The City Council is seeking to give New Yorkers more places to relieve themselves by forcing city officials to complete the construction of 151 new public restrooms across the five boroughs, as approved in 2022.
The issue was pushed by the City Council at its infrastructure meeting on Thursday, with the Council noting that so far, only 55 of the planned public toilets have reached the planning stage for installation, according to the Department of Transportation (DOT).
There are currently 1,066 Public toilets make up 98% of the city’s toiletsAccording to the DOT.
The newly amended bill directs the Mayor’s Office to work with the Department of Parks and Recreation and the Department of Transportation to estimate the construction and maintenance costs and develop an implementation schedule for the remaining 96 public restrooms.
Brooklyn Councilwoman Rita Joseph said she worked with Manhattan Borough President Mark Levine on crafting the bill.
“I’ve been a champion for bathroom bills both as a mother and as an educator who is forever going on field trips and trying to find restrooms that students can use on the field trip,” said Joseph, a former teacher.
But maybe we’ll have to hold off a little longer after all.
Margaret Forgione, first deputy commissioner for the Department of Transportation, testified that the department does not have funding for the restrooms, citing “city-wide capital needs.”
Parks and Recreation Department officials said Wednesday that the department is still working to secure funding for the remaining 96 restrooms.
A Department of Transportation spokesman did not immediately respond to The Post’s questions about the locations of the proposed new restrooms.

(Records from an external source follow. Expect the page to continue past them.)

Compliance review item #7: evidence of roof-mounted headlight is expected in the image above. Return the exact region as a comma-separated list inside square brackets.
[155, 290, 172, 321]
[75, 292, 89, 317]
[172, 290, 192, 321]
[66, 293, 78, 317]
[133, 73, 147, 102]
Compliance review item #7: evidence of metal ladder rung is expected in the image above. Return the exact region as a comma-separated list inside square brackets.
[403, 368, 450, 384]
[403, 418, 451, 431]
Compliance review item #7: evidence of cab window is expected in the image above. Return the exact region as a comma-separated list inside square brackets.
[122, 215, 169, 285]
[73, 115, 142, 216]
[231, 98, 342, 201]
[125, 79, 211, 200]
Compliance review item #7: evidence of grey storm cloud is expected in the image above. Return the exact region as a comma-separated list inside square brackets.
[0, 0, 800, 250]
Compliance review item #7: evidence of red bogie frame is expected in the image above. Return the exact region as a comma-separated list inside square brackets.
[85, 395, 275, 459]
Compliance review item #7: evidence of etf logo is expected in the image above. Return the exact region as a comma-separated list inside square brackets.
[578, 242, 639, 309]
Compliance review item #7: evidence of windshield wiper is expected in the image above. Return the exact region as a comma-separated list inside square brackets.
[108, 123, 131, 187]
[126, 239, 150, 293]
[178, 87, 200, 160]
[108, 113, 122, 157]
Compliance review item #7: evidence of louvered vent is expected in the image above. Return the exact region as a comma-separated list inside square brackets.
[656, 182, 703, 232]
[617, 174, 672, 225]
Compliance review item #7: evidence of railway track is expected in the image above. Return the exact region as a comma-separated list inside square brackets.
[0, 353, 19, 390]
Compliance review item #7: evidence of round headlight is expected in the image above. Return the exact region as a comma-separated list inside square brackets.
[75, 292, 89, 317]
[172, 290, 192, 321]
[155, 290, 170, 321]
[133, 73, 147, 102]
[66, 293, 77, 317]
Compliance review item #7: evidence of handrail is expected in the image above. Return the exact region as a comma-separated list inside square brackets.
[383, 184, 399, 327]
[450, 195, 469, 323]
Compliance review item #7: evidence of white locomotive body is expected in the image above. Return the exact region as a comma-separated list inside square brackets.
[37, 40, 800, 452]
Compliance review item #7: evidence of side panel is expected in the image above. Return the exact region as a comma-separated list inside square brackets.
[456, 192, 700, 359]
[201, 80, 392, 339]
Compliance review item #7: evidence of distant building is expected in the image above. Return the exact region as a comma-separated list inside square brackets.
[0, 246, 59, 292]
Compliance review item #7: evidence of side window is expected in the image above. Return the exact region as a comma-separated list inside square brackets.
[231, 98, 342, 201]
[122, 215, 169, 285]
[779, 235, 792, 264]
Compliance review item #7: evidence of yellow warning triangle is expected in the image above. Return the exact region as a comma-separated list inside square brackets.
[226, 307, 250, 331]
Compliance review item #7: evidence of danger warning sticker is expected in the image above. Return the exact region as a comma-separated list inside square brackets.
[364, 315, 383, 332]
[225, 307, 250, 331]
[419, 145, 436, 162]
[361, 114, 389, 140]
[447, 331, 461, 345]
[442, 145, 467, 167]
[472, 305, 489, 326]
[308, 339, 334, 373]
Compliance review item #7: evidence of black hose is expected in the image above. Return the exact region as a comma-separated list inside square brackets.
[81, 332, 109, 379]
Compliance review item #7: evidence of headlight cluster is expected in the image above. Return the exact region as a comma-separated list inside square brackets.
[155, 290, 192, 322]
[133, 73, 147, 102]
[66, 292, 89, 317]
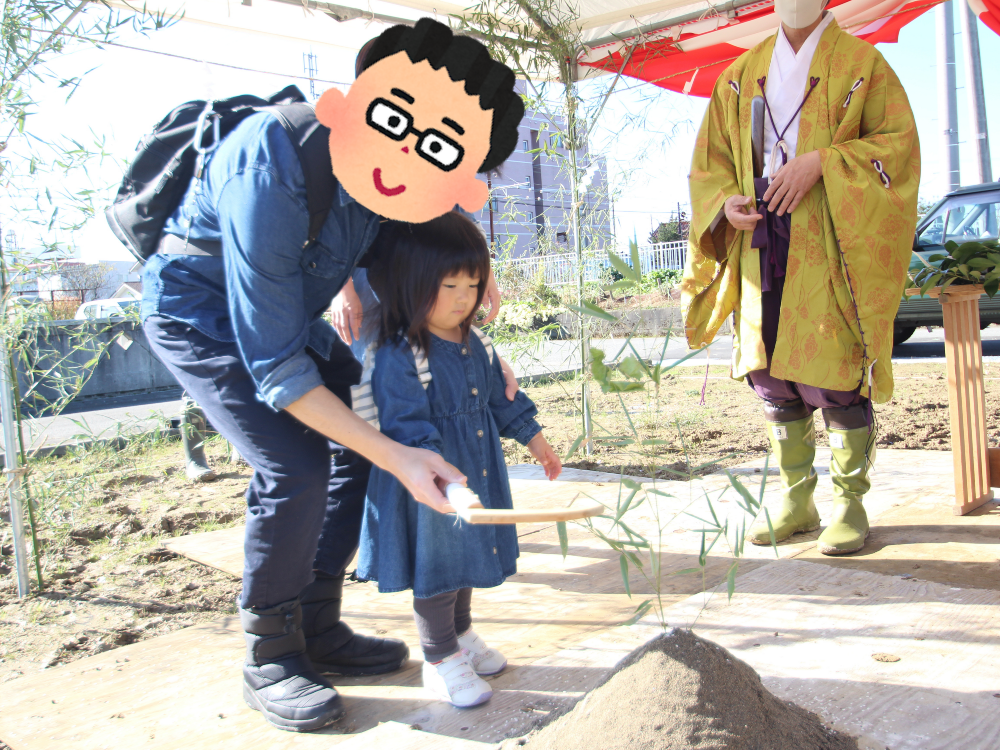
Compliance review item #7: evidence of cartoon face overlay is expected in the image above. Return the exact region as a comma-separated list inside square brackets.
[316, 52, 493, 222]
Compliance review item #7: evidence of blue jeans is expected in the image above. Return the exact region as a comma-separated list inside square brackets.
[144, 315, 371, 608]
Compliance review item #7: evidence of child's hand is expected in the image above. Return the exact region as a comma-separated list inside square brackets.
[528, 432, 562, 482]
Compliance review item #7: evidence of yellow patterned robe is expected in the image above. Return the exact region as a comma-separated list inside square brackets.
[681, 21, 920, 403]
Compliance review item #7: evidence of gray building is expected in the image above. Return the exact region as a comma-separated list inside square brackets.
[479, 86, 614, 258]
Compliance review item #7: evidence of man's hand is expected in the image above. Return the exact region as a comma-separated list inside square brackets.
[723, 195, 764, 232]
[764, 151, 823, 216]
[528, 432, 562, 482]
[494, 350, 521, 401]
[382, 445, 468, 513]
[330, 278, 363, 345]
[481, 269, 500, 325]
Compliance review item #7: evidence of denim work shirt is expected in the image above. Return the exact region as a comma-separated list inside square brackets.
[358, 336, 542, 599]
[142, 112, 380, 409]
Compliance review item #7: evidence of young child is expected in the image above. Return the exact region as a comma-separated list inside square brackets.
[358, 213, 562, 707]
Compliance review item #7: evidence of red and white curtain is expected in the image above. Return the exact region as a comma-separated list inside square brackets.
[578, 0, 964, 96]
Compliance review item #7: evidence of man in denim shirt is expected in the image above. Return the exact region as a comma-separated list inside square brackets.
[142, 19, 523, 731]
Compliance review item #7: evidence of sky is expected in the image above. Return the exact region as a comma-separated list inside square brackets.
[11, 4, 1000, 261]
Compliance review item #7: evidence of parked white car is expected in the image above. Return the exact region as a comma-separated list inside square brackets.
[73, 299, 140, 320]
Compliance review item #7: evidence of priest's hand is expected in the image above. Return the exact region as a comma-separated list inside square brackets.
[723, 195, 764, 232]
[764, 151, 823, 216]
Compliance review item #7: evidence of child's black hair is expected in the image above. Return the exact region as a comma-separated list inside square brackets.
[364, 18, 524, 172]
[368, 212, 490, 351]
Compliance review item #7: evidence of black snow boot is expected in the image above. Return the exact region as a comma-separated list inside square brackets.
[240, 599, 344, 732]
[301, 570, 410, 675]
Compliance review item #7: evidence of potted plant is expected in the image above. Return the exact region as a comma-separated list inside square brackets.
[906, 240, 1000, 515]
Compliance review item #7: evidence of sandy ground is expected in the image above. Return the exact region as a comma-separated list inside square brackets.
[0, 362, 1000, 690]
[507, 362, 980, 479]
[0, 439, 251, 690]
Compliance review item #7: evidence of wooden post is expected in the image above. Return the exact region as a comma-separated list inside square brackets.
[907, 284, 993, 516]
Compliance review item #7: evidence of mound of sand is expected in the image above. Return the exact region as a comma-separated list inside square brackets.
[503, 630, 858, 750]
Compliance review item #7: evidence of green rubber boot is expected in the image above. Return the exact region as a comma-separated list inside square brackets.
[746, 414, 819, 545]
[817, 425, 875, 555]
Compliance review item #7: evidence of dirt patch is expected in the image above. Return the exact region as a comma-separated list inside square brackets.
[501, 630, 858, 750]
[0, 438, 246, 688]
[505, 362, 1000, 479]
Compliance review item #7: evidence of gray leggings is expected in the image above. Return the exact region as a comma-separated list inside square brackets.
[413, 589, 472, 662]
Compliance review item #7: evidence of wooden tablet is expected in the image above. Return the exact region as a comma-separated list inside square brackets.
[444, 482, 605, 524]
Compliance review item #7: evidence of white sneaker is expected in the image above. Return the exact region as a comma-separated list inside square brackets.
[423, 649, 493, 708]
[458, 628, 507, 675]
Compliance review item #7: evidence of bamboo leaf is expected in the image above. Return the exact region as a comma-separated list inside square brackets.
[618, 354, 646, 380]
[725, 469, 758, 515]
[622, 599, 653, 626]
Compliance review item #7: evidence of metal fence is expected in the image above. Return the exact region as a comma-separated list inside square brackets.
[496, 241, 687, 286]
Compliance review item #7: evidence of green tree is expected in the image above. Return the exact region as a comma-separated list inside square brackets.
[0, 0, 176, 595]
[649, 211, 688, 245]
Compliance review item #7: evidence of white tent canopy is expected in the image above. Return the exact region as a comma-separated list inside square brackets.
[112, 0, 940, 96]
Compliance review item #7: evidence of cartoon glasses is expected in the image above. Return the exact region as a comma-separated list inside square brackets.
[365, 98, 465, 172]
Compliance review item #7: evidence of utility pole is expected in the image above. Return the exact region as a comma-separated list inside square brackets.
[486, 172, 497, 258]
[935, 0, 962, 193]
[302, 52, 319, 101]
[959, 0, 993, 182]
[0, 223, 30, 598]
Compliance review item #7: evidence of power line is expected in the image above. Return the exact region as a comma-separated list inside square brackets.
[101, 42, 351, 86]
[31, 31, 351, 86]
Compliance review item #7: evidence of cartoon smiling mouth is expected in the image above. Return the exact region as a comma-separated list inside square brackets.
[372, 167, 406, 198]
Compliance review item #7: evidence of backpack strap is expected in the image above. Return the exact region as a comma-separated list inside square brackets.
[351, 343, 431, 430]
[158, 102, 337, 257]
[268, 102, 337, 246]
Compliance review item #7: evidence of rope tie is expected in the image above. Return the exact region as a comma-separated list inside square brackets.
[844, 76, 865, 109]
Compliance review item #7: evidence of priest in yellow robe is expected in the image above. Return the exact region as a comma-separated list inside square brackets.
[681, 0, 920, 554]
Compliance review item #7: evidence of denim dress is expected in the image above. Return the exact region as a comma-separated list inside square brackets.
[358, 336, 541, 599]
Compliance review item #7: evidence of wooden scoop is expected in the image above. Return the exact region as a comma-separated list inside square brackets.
[444, 482, 605, 524]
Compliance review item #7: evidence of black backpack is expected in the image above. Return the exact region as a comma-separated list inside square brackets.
[105, 86, 337, 261]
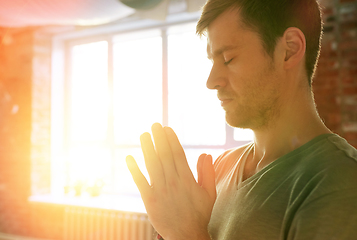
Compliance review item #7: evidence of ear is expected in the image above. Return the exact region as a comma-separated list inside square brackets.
[282, 27, 306, 69]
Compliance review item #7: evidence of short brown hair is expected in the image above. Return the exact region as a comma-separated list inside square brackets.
[196, 0, 322, 86]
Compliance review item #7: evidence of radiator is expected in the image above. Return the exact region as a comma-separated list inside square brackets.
[64, 207, 154, 240]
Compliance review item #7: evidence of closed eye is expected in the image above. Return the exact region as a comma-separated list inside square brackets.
[224, 58, 233, 66]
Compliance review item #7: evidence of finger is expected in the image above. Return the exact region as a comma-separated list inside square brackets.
[202, 155, 217, 199]
[140, 133, 165, 187]
[197, 153, 207, 187]
[126, 155, 150, 198]
[164, 127, 196, 182]
[151, 123, 177, 179]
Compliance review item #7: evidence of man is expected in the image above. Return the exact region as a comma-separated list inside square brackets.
[127, 0, 357, 240]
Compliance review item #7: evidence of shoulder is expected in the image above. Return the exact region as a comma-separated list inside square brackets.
[292, 135, 357, 202]
[214, 143, 253, 172]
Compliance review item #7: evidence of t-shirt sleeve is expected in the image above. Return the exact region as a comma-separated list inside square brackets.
[286, 186, 357, 240]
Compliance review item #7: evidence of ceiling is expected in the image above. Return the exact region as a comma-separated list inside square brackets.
[0, 0, 205, 27]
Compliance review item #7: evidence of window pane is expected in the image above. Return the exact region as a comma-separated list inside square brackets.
[66, 146, 111, 196]
[69, 41, 108, 141]
[114, 31, 162, 144]
[168, 25, 225, 145]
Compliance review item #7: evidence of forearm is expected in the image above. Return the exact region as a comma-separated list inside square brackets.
[157, 232, 212, 240]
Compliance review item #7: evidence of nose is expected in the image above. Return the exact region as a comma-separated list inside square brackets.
[206, 64, 226, 90]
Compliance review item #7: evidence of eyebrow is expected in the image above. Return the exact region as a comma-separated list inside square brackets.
[207, 45, 238, 59]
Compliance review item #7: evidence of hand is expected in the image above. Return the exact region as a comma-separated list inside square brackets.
[126, 123, 216, 240]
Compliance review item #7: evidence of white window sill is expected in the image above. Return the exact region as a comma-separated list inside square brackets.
[29, 195, 146, 213]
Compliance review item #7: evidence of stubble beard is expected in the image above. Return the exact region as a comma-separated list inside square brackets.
[226, 95, 280, 131]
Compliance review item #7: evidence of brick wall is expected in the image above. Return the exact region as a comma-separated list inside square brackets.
[0, 0, 357, 239]
[313, 0, 357, 147]
[0, 26, 33, 235]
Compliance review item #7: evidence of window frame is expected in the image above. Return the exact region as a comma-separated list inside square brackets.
[51, 12, 249, 193]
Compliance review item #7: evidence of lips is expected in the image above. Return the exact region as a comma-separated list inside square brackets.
[219, 98, 233, 107]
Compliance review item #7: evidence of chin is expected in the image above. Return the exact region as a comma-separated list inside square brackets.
[226, 112, 252, 129]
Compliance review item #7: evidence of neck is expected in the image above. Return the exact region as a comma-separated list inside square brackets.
[252, 86, 331, 171]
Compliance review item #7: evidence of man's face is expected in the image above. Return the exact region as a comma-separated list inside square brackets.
[207, 10, 283, 130]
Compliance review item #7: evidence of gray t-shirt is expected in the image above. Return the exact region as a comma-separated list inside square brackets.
[209, 134, 357, 240]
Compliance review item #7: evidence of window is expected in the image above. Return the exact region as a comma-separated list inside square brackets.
[53, 20, 252, 196]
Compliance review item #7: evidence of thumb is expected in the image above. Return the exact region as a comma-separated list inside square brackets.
[202, 155, 217, 200]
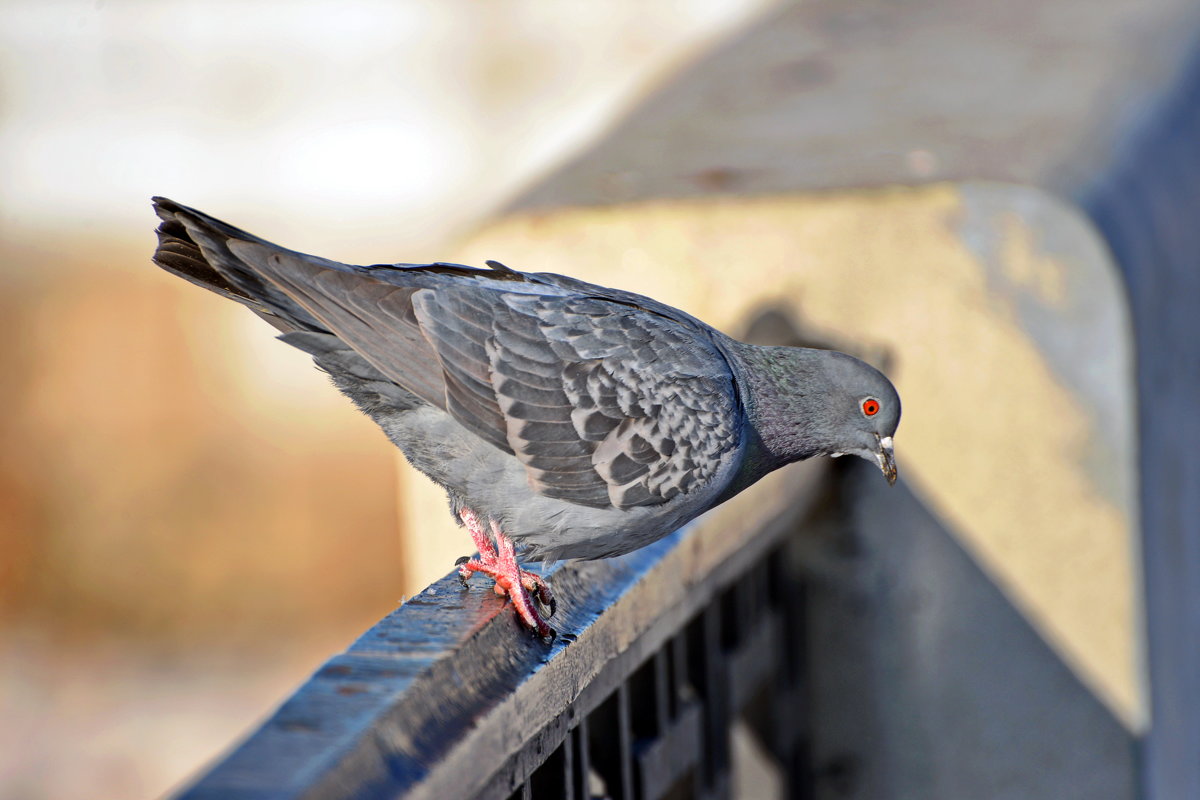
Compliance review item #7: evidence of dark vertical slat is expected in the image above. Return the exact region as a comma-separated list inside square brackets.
[571, 720, 592, 800]
[701, 604, 732, 798]
[587, 684, 634, 800]
[774, 546, 814, 800]
[653, 645, 672, 736]
[613, 681, 635, 800]
[526, 733, 571, 800]
[559, 728, 576, 800]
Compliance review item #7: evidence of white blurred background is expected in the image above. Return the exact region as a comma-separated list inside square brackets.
[0, 0, 769, 798]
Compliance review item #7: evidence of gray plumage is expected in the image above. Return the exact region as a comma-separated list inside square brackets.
[155, 198, 900, 560]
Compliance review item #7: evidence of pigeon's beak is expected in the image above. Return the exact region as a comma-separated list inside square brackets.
[875, 437, 896, 486]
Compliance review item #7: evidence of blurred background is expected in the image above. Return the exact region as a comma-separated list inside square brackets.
[0, 0, 1200, 800]
[0, 0, 767, 798]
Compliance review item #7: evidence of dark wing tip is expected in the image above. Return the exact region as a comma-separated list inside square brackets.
[151, 197, 259, 307]
[484, 260, 517, 275]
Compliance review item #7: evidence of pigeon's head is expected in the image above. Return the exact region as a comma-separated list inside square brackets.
[822, 351, 900, 483]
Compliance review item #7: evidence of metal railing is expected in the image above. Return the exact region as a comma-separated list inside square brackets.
[174, 464, 824, 800]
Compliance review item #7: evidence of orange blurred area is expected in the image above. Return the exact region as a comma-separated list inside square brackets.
[0, 239, 404, 796]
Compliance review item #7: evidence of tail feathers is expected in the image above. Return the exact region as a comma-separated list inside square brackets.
[154, 197, 325, 332]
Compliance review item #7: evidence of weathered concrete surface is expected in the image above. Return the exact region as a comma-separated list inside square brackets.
[805, 455, 1136, 800]
[511, 0, 1200, 209]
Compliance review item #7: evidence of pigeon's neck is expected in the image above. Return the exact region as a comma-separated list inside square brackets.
[715, 342, 829, 491]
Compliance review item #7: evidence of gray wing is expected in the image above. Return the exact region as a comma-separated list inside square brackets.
[156, 198, 742, 509]
[413, 288, 740, 509]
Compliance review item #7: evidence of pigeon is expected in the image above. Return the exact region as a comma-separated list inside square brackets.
[154, 197, 900, 640]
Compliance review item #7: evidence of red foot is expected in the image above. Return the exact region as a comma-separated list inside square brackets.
[458, 509, 556, 642]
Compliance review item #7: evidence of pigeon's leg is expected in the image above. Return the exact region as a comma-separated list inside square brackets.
[458, 509, 554, 640]
[492, 519, 558, 616]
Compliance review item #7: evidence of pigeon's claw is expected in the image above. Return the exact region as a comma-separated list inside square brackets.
[458, 509, 558, 644]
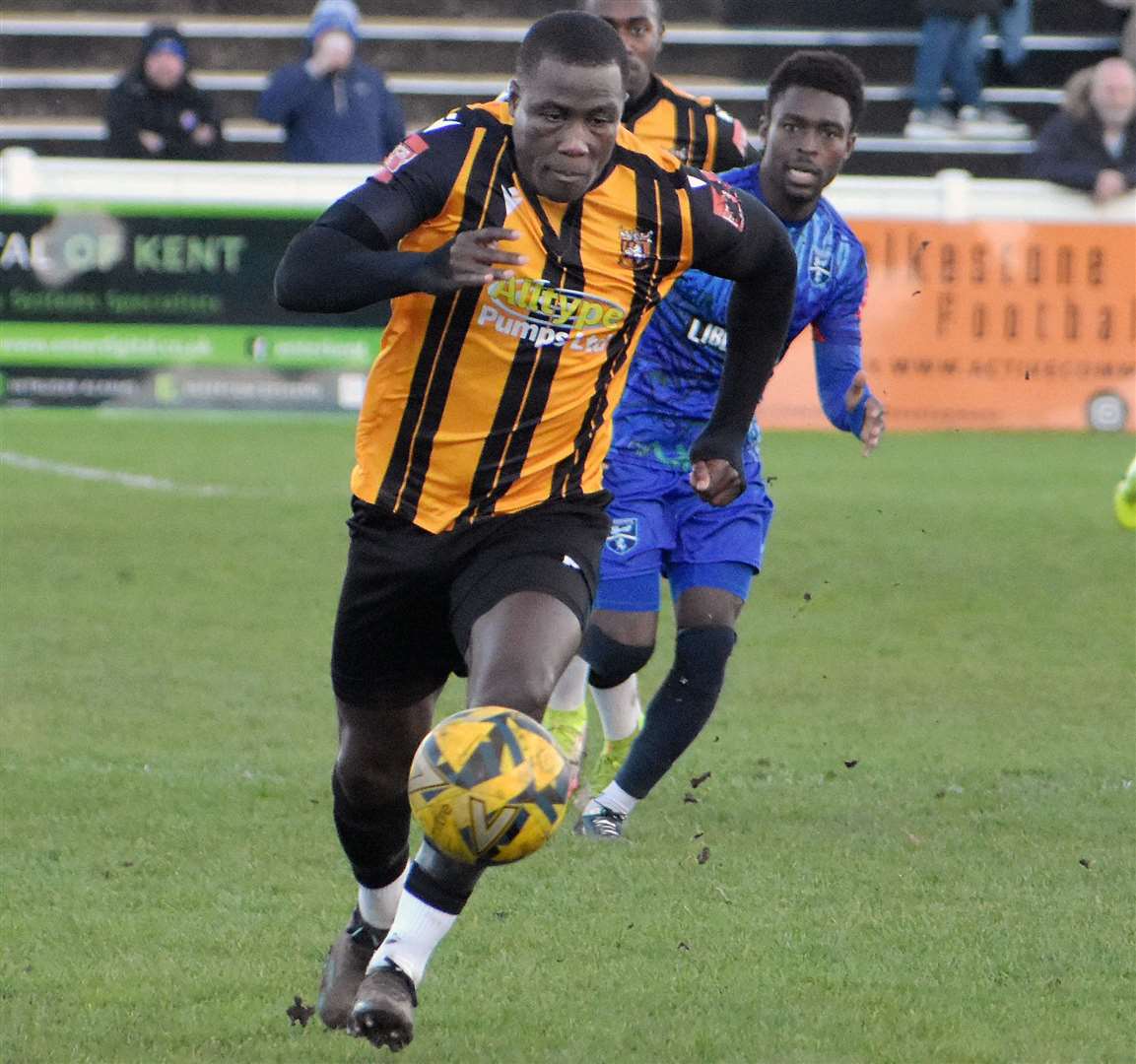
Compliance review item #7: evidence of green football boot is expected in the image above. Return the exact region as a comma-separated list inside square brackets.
[588, 724, 641, 794]
[544, 705, 587, 797]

He said people will have even fewer opportunities to go to the city’s bathrooms in 2022 after the Adams administration decided that changes to building codes meant restaurants no longer had to allow the public to use their restrooms. Report from Crain’s.
The other 10 “automated” public sidewalk toilets will be installed and maintained by JCDeceaux, a company that sells outdoor advertising space, according to the Department of Transportation. Those toilets are still going through a “stakeholder approval process,” Forgione testified Thursday.
The new bill would also require agencies to consider population data and social and equity indicators to determine “foreseeable challenges” to building and locating new facilities.